After the intensity of the High Holy Days, Sukkot – to me, at least – is a welcome shift. I’ve always felt that Sukkot was a bizarre and wonderful holiday that really captures the essence of autumn; like beginning the day at night, there’s something kind of magical about beginning the year when the world seems to be going to sleep. It’s a beautiful stretch of days that are hard to let go of.

Luckily for us, social media help us bring the feeling of Sukkot into our lives and work year-round. Social media, in many ways, are like a sukkah!


  • Both are open by design. A sukkah forces you to let go of just one wall, to bring down traditional barriers. It forces you to experience the elements with a roof that both allows the stars to shine through and the rain to fall into your kiddush cup. So too with social media. Without a certain level of openness, of transparency, efforts in social media tend to fall flat or feel inauthentic. That openness exposes you to the occasional cold wind or nasty comment, but the value it brings in sunshine and deepened relationships is worth the risk.

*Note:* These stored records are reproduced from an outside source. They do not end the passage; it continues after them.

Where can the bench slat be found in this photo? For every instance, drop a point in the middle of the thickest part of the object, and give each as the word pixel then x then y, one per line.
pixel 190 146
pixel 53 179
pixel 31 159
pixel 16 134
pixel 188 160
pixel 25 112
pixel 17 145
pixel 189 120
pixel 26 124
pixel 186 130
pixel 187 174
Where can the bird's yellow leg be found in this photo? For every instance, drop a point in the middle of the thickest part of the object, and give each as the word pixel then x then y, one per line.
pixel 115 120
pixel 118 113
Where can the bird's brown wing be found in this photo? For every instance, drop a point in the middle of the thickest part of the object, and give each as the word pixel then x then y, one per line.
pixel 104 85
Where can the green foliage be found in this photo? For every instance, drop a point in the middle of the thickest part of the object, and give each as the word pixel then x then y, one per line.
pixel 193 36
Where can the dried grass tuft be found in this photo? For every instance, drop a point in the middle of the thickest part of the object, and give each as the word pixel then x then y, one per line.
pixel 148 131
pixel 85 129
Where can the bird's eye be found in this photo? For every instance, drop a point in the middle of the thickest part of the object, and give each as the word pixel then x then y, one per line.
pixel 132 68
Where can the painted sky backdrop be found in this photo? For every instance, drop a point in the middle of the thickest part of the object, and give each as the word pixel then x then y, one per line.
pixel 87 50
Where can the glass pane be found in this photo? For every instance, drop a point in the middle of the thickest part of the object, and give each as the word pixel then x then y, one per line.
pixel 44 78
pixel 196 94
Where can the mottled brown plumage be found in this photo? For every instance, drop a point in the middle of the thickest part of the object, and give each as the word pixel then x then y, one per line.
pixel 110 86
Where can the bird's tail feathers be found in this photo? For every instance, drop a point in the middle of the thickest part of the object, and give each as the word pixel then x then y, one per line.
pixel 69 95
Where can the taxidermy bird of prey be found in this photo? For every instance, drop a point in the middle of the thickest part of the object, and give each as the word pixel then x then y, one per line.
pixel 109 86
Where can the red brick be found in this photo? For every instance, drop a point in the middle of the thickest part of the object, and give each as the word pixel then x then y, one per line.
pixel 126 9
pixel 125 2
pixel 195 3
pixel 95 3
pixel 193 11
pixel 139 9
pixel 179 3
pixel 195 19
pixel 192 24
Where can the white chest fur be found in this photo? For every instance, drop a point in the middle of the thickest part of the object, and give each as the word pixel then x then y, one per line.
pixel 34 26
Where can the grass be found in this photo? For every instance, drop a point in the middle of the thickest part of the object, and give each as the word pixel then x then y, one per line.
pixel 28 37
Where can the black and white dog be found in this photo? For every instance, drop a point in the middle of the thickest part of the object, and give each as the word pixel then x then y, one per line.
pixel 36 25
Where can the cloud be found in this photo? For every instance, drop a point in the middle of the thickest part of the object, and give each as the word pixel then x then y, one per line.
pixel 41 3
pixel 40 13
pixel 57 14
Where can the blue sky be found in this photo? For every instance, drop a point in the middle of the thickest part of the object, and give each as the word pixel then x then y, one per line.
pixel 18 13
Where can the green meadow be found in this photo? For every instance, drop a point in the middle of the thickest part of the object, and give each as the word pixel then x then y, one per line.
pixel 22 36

    • How are you opening yourself up through social media?

  • Both are meant to be built together. Sukkot both recalls the years the Israelites wandered through the wilderness, dwelling in impermanent structures, and the harvest-time. Both of these events require an entire community – we can’t get through the desert alone, we’re dependent on one another for sustenance. And there’s nothing like a good sukkah-raising to bring a community together! Likewise, social media is exactly that: social. It’s about the people and the connections among them. A sukkah, a social network…both are scaffolding for bringing people together to make meaning.  

    • Who helps you build your sukkah, and who is generous and supporting to you through social media?

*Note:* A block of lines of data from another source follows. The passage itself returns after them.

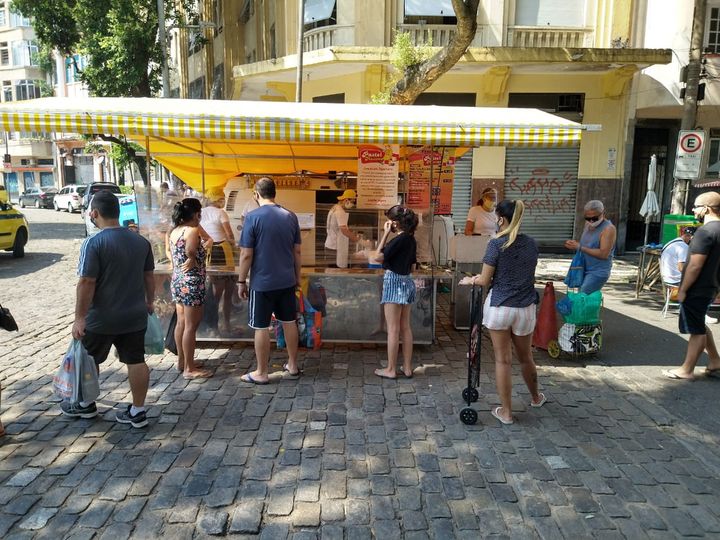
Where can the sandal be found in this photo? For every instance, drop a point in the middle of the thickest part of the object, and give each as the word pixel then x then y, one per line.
pixel 540 403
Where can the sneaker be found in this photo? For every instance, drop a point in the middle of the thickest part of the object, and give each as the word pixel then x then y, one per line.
pixel 75 410
pixel 124 417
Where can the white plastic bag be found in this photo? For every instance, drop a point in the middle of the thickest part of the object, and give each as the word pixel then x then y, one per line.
pixel 77 378
pixel 154 337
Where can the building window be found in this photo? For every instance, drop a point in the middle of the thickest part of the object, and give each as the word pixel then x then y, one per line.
pixel 25 53
pixel 7 91
pixel 26 90
pixel 196 89
pixel 17 20
pixel 713 42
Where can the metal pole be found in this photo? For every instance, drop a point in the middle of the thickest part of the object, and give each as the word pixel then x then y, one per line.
pixel 301 31
pixel 162 37
pixel 681 186
pixel 202 166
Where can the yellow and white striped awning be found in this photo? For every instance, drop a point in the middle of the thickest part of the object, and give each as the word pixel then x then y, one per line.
pixel 227 138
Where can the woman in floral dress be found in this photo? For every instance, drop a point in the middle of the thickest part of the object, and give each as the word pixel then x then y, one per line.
pixel 187 251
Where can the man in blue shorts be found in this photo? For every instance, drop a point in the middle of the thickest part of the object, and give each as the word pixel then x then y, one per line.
pixel 698 288
pixel 270 245
pixel 115 293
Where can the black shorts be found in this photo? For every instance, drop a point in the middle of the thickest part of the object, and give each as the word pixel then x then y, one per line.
pixel 263 304
pixel 130 347
pixel 692 315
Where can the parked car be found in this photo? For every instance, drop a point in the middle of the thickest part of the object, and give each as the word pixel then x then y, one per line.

  • Both are all about hospitality. On Sukkot, we welcome everyone, including the mystical ushpizin, holy guests like Abraham and Sarah who join us from across time and space. We can’t necessarily see these visitors, but we connect with them and we feel their presence. That is often the case online. While we may not always see our guests, but we sense them, we welcome them, and we help them feel at home.  

    • How do you welcome people into your sukkah, and into your social media spaces?

  • They’re both supposed to be fun! I once heard an adorable 3 year-old give the following d’var Torah, “On Sukkot…you should be happy…and dance.” Not only was he cute, he was right! V’samachta b’chagecha, the Torah teaches – be joyous in your holiday. Have fun with it. Why not do the same in social media? Facebook and Twitter shouldn’t be an onerous burden. They are an opportunity to share, to connect, to bring a little something special into the world. Make it yours, and make it fun!  


The holidays are a time to think about our practice and start doing better. This year I challenge each of us to make our social media spaces more like a sukkah – open, collaborative, welcoming, and joyful. Shanah tovah, a happy and successful new year to us all!